Am J Clin Oncol. 2018 Jul;41(7):656-661. doi: 10.1097/COC.0000000000000349.
We reviewed our experience involving patients with borderline resectable or locally advanced pancreatic cancer, treated with the dose-painted (DP) boost technique to regions of vessel involvement which preclude upfront surgical resection. We evaluated patient outcomes with respect to tolerability and treatment outcomes.
We retrospectively reviewed 99 patients with borderline resectable (n=25) or locally advanced pancreatic cancer (n=74) treated with DP-neoadjuvant chemoradiation from 2010 to 2015. Tumor and regional lymph nodes were prescribed 50.4 Gy and the region around the involved blood vessel was boosted to 58.8 Gy in 28 fractions. The primary outcome was acute toxicity and late duodenal toxicity. Secondary outcomes included conversion to surgical resectability, local failure, disease-free survival, and overall survival (OS). Cox proportional hazards models were performed to evaluate for predictors of survival.
All but 1 patient completed chemoradiation. The rates of grade 2+ and 3+ nausea were 40% and 12%, respectively. With regards to late toxicity, 5 patients developed potential RT-related grade 3+ duodenal complications including duodenal ulceration/bleeding (n=3) and duodenal stricture (n=2). With a median follow-up of 15 months, the median OS was 18.1 months. Among 99 patients in our study, 37 patients underwent surgical resection. For patients who underwent surgical resection (n=37), the median OS was 30.9 months. On multivariate analysis, only normalization of CA 19-9 post-RT was associated with improved OS.
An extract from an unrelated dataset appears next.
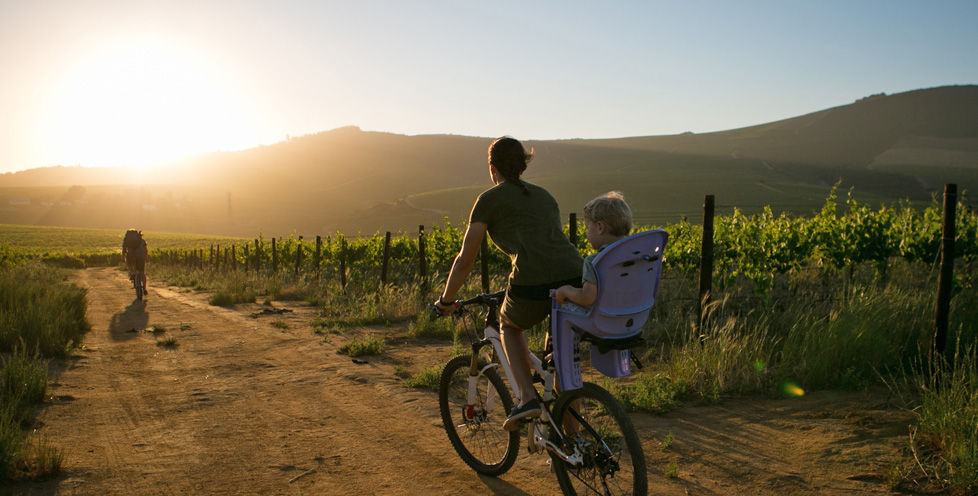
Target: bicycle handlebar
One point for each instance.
(484, 299)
We found that DP-neoadjuvant chemoradiation to regions of vessel involvement is both feasible and well tolerated. In addition, we demonstrated that over one third of patients with initially deemed unresectable disease were able to undergo surgical resection after receiving neoadjuvant therapy including DP-chemoradiation.
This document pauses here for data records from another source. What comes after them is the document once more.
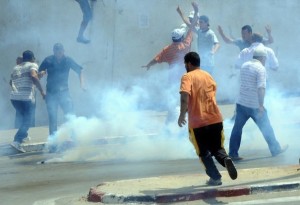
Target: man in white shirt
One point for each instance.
(250, 104)
(247, 53)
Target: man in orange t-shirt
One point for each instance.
(198, 99)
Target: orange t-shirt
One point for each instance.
(202, 106)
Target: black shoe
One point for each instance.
(236, 158)
(283, 149)
(83, 40)
(230, 168)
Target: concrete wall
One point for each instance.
(126, 34)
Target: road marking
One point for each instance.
(267, 201)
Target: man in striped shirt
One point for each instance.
(250, 104)
(24, 78)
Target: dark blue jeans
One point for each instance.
(242, 115)
(53, 100)
(24, 110)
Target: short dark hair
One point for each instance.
(193, 58)
(248, 28)
(58, 47)
(28, 56)
(256, 37)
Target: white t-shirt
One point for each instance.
(252, 77)
(247, 54)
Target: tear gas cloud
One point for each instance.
(128, 102)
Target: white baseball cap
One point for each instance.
(260, 52)
(177, 33)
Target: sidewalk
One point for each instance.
(180, 188)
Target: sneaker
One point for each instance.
(26, 139)
(230, 168)
(236, 158)
(18, 146)
(83, 40)
(283, 149)
(214, 182)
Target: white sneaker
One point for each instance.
(18, 146)
(213, 182)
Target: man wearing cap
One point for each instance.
(173, 55)
(250, 104)
(24, 79)
(247, 53)
(208, 44)
(246, 40)
(205, 123)
(57, 67)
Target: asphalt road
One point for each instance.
(24, 180)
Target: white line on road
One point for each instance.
(268, 201)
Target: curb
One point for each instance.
(98, 196)
(40, 146)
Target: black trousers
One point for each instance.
(209, 141)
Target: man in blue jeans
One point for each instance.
(57, 67)
(24, 81)
(250, 104)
我们回顾了我们对临界可切除或局部晚期胰腺癌患者的治疗经验,这些患者采用剂量描绘(DP)增敏技术治疗血管受累区域,这些区域排除了 upfront 手术切除的可能性。我们评估了患者在耐受性和治疗结果方面的情况。
我们回顾性分析了 2010 年至 2015 年期间接受 DP 新辅助放化疗的 99 例临界可切除(n = 25)或局部晚期胰腺癌(n = 74)患者。肿瘤和区域淋巴结的处方剂量为 50.4 Gy,受累血管周围区域分 28 次增敏至 58.8 Gy。主要结局是急性毒性和晚期十二指肠毒性。次要结局包括转为手术可切除性、局部失败、无病生存期和总生存期(OS)。采用 Cox 比例风险模型评估生存预测因素。
除 1 例患者外,所有患者均完成了放化疗。2 级及以上和 3 级及以上恶心的发生率分别为 40%和 12%。关于晚期毒性,5 例患者出现了潜在的与放疗相关的 3 级及以上十二指肠并发症,包括十二指肠溃疡/出血(n = 3)和十二指肠狭窄(n = 2)。中位随访 15 个月,中位 OS 为 18.1 个月。在我们研究的 99 例患者中,37 例接受了手术切除。对于接受手术切除的患者(n = 37),中位 OS 为 30.9 个月。多因素分析显示,只有放疗后 CA 19-9 正常化与 OS 改善相关。
我们发现对血管受累区域进行 DP 新辅助放化疗既可行且耐受性良好。此外,我们证明超过三分之一最初被认为不可切除的疾病患者在接受包括 DP 放化疗在内的新辅助治疗后能够接受手术切除。